Moneyweb earlier reported that 11 of Eskom’s 15 coal-fired power stations have less than the required 20 days’ coal stock. Five of the 11 have less than 10 days.
According to its latest forecast for the 14-week period from November 5 to February 10, 2019, Eskom is likely to have inadequate electricity for most of the time.
So it would be utilising expensive energy from diesel-driven turbines, including from Avon and Didisa, owned by independent power producers. When even that is inadequate to plug the supply hole, there will be load shedding.
Extensive use of diesel generators will increase Eskom’s financial headaches and give further momentum to the downward spiral.

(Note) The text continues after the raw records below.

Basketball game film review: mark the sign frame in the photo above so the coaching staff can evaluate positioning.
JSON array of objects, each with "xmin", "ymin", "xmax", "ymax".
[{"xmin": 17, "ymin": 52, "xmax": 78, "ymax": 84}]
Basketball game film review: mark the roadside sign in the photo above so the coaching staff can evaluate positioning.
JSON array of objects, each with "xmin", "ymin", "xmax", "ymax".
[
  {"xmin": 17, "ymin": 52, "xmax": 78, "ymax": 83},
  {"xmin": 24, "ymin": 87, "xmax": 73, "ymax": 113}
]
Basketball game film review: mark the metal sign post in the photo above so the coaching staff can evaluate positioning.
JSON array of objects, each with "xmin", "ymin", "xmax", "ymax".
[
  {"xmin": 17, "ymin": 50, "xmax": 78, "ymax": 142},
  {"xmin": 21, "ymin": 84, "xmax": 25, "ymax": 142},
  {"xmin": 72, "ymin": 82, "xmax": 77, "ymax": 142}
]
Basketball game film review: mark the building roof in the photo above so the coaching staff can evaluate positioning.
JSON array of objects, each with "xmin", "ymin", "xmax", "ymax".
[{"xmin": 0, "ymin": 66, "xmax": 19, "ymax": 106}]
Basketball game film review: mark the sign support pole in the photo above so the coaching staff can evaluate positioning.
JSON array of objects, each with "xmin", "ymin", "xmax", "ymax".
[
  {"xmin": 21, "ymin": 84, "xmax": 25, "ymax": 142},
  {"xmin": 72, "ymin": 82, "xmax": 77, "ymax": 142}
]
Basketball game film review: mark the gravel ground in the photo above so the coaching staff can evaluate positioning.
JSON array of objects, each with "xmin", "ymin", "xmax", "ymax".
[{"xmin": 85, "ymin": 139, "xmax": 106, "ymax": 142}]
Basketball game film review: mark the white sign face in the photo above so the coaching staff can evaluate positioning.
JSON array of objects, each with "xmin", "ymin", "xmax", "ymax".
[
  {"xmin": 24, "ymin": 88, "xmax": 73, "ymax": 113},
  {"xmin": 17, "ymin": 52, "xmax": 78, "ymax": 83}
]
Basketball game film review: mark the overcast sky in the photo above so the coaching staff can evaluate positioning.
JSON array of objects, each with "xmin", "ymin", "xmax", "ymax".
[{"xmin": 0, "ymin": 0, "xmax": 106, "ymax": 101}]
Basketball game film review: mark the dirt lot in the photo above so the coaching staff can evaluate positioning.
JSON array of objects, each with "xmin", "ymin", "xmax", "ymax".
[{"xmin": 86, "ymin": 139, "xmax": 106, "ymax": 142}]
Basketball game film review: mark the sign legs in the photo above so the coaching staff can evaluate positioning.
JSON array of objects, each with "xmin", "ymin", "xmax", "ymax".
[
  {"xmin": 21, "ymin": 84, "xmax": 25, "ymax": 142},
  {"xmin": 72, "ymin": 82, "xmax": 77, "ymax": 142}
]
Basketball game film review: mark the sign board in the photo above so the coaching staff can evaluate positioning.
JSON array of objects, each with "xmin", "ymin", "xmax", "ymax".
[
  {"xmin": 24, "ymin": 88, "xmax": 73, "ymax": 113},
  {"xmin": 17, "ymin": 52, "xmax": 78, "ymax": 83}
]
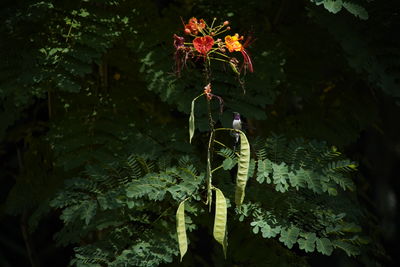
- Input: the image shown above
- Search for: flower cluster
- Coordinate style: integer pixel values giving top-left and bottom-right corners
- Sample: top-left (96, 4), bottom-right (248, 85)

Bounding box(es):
top-left (174, 17), bottom-right (253, 75)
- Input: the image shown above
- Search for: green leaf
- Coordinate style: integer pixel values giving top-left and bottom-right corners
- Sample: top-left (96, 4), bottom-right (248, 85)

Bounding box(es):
top-left (189, 98), bottom-right (197, 143)
top-left (316, 237), bottom-right (333, 256)
top-left (279, 226), bottom-right (300, 249)
top-left (343, 2), bottom-right (368, 20)
top-left (332, 240), bottom-right (360, 257)
top-left (213, 188), bottom-right (228, 258)
top-left (222, 158), bottom-right (236, 170)
top-left (176, 201), bottom-right (188, 261)
top-left (324, 0), bottom-right (343, 14)
top-left (235, 131), bottom-right (250, 207)
top-left (297, 233), bottom-right (317, 252)
top-left (257, 159), bottom-right (272, 184)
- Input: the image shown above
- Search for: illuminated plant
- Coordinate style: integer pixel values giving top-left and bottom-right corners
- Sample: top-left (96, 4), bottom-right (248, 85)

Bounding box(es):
top-left (173, 17), bottom-right (253, 260)
top-left (174, 17), bottom-right (253, 75)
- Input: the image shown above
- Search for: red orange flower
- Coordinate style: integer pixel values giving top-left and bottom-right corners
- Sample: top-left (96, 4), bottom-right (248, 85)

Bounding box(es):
top-left (185, 17), bottom-right (206, 35)
top-left (204, 83), bottom-right (213, 100)
top-left (193, 35), bottom-right (214, 55)
top-left (225, 33), bottom-right (243, 53)
top-left (225, 33), bottom-right (253, 72)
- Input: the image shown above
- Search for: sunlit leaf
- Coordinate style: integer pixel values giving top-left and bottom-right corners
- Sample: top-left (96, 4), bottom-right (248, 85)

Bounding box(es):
top-left (235, 131), bottom-right (250, 207)
top-left (213, 188), bottom-right (228, 257)
top-left (176, 201), bottom-right (188, 261)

Eskom is expected to inform the public about this dire situation during a state-of-the-system briefing today.
It comes as the national energy regulator, Nersa, is awaiting written submissions on an Eskom application for a 15% tariff increase on April 1 next year and another 15% for each of the two following years. The deadline for submissions is November 30.

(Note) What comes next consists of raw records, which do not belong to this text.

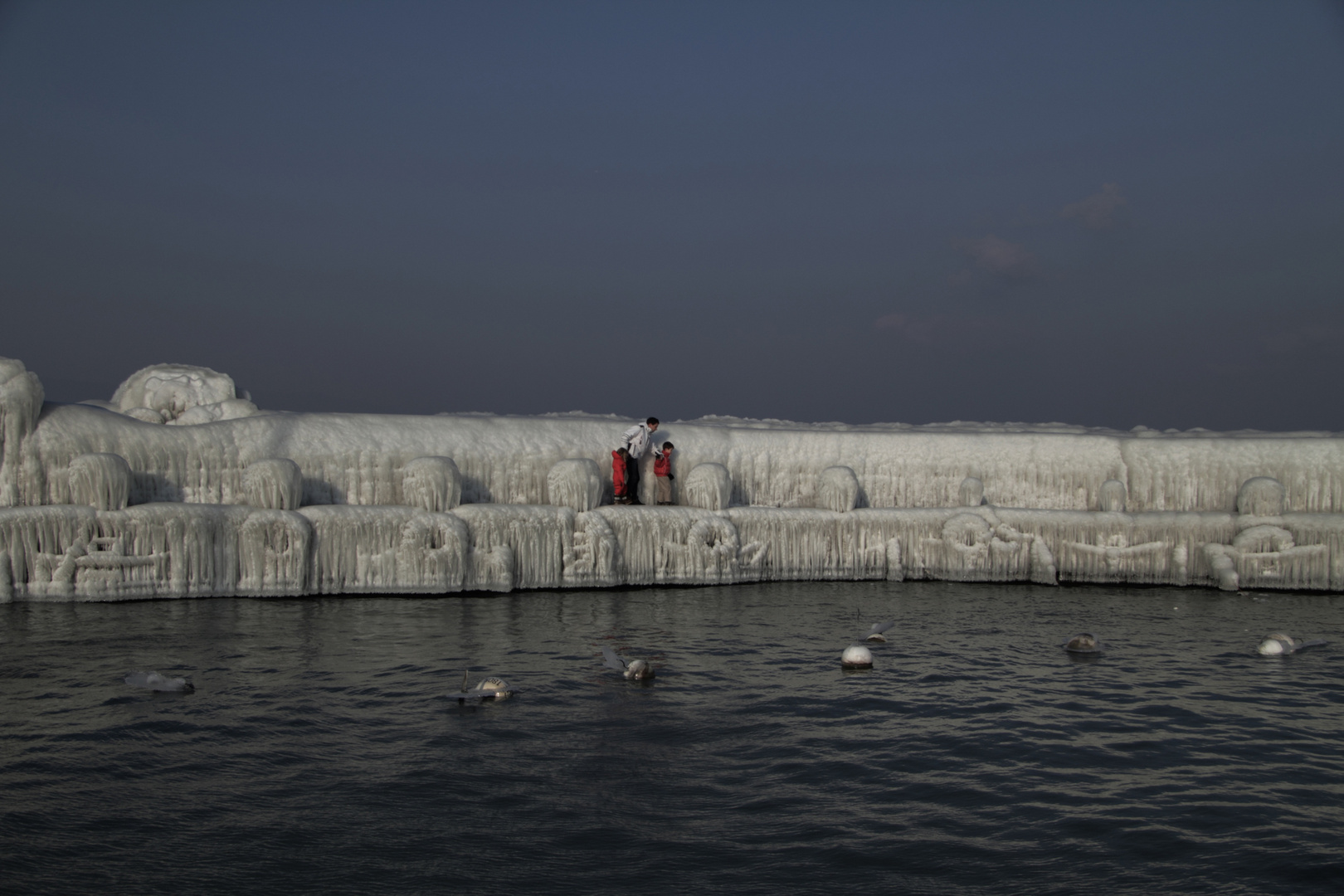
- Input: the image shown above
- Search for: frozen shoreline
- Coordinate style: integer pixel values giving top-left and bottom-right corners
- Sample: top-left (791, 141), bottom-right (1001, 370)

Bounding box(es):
top-left (0, 358), bottom-right (1344, 601)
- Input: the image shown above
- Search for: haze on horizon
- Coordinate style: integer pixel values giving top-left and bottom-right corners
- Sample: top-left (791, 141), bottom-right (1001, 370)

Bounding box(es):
top-left (0, 0), bottom-right (1344, 431)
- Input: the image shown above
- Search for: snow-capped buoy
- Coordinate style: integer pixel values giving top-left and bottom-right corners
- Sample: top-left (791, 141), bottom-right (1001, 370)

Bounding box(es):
top-left (602, 646), bottom-right (653, 681)
top-left (453, 672), bottom-right (514, 701)
top-left (124, 672), bottom-right (197, 694)
top-left (1255, 631), bottom-right (1325, 657)
top-left (840, 644), bottom-right (872, 669)
top-left (1063, 631), bottom-right (1102, 653)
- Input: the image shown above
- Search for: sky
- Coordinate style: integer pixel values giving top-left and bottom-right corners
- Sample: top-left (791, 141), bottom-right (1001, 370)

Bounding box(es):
top-left (0, 0), bottom-right (1344, 431)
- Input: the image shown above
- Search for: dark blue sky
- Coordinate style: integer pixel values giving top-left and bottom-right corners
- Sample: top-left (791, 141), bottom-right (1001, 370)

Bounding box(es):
top-left (0, 0), bottom-right (1344, 430)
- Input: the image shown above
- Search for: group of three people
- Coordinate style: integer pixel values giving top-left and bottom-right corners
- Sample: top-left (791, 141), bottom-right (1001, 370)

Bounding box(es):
top-left (611, 416), bottom-right (676, 504)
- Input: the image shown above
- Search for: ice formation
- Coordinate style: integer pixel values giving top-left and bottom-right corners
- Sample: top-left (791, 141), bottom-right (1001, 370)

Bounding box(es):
top-left (0, 358), bottom-right (1344, 601)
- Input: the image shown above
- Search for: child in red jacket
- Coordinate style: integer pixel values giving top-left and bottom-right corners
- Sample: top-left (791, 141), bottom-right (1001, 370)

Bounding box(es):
top-left (653, 442), bottom-right (676, 504)
top-left (611, 447), bottom-right (631, 504)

If Nersa approves the full revenue amount Eskom applies for, the 15% increase will be on top of a 4.41% increase already approved for April 1, 2019 as part of a four-year recovery plan for amounts under-recovered in previous years.
Eskom has submitted another application to recover R21.6 billion to compensate it for under-recoveries in 2017-18. If approved, any part of this that will be recovered in the next financial year would add to the percentage increase consumers would face in April next year.

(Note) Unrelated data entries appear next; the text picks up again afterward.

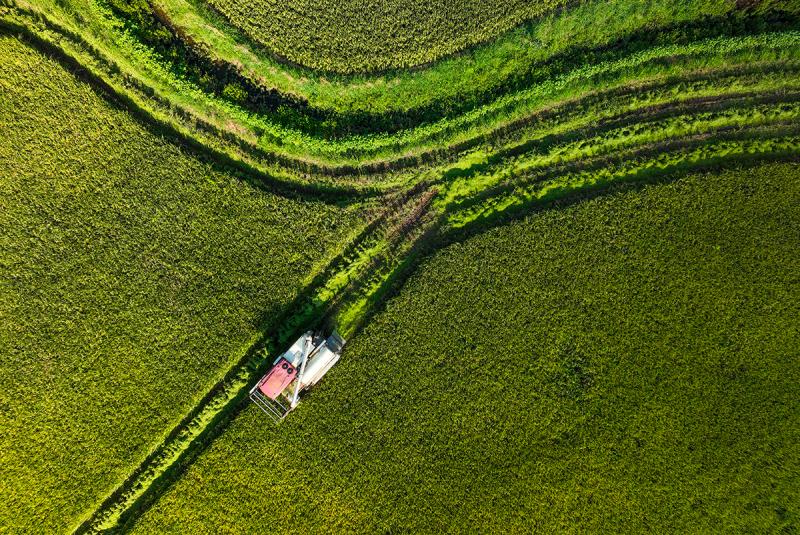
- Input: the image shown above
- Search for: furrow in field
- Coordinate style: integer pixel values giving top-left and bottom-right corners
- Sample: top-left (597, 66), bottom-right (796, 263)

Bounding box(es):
top-left (72, 119), bottom-right (800, 533)
top-left (6, 0), bottom-right (796, 180)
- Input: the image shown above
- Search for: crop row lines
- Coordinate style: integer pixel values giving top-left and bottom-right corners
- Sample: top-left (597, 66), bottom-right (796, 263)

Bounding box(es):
top-left (6, 0), bottom-right (792, 182)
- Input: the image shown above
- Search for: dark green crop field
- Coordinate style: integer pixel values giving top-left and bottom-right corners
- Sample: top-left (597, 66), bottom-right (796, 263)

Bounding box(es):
top-left (0, 37), bottom-right (360, 532)
top-left (0, 0), bottom-right (800, 535)
top-left (128, 164), bottom-right (800, 533)
top-left (203, 0), bottom-right (566, 73)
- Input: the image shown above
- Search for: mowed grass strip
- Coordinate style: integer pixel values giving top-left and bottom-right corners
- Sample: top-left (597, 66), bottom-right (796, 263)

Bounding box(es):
top-left (128, 164), bottom-right (800, 533)
top-left (0, 36), bottom-right (361, 532)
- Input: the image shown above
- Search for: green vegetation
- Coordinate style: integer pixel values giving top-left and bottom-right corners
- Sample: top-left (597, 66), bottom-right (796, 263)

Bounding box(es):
top-left (128, 165), bottom-right (800, 533)
top-left (0, 36), bottom-right (362, 532)
top-left (208, 0), bottom-right (566, 73)
top-left (9, 0), bottom-right (798, 178)
top-left (0, 0), bottom-right (800, 535)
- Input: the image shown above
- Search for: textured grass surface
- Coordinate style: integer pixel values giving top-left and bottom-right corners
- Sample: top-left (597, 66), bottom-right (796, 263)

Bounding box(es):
top-left (130, 164), bottom-right (800, 533)
top-left (0, 37), bottom-right (360, 532)
top-left (200, 0), bottom-right (565, 73)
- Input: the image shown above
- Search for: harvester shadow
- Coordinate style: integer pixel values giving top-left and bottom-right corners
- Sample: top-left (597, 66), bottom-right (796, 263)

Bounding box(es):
top-left (108, 154), bottom-right (800, 532)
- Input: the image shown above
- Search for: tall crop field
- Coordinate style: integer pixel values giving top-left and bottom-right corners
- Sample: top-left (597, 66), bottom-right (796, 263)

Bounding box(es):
top-left (203, 0), bottom-right (566, 73)
top-left (133, 164), bottom-right (800, 533)
top-left (0, 36), bottom-right (361, 533)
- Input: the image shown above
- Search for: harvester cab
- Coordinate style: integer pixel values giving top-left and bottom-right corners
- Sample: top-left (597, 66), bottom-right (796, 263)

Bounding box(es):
top-left (250, 331), bottom-right (345, 422)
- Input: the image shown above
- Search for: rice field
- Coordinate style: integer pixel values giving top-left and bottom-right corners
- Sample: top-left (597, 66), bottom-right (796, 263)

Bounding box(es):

This week, Eskom middle manager: generation Brad Ross Jones said Eskom has closed 11 of the 25 generations units at three power stations. That comprises almost half of the generation capacity of Grootvlei, Komati and Hendrina power stations.
The 11 units are in reserve storage, which means they can be restored to working order within a year, if there are funds to buy the spares and that they are available. He said some of the spares could have long lead times between placement of the order and delivery.
Ross Jones said when units reach a stage where operational cost is high, and they need major capital interventions, Eskom places them in reserve storage.
Eskom said it was not feasible to decommission power stations, as many recently suggested when Eskom had excess generation capacity. Decommissioning refers to the permanent dismantling of power stations.
Nersa shared this view and based its tariff determination for the current year on its view that Eskom should decommission its Arnot and Hendrina coal-fired power stations. Eskom is taking the Nersa decision on review in the high court.
Eskom said it could not decommission any commercial units unless it maintained an energy availability factor (EAF) of 78%, new build projects were completed within deadlines, renewable energy projects up to bid round 4.5 start delivering power commercially and assuming realistic demand growth and a 50-year life for coal stations.
So far this year the EAF of the Eskom fleet was on average 72.99% and in the past weeks it has deteriorated to well below 70%.
In the light of this and the possibility that other assumptions turn out differently, Eskom wants to retain Grootvlei, Hendrina and Komati in reserve storage as “insurance”.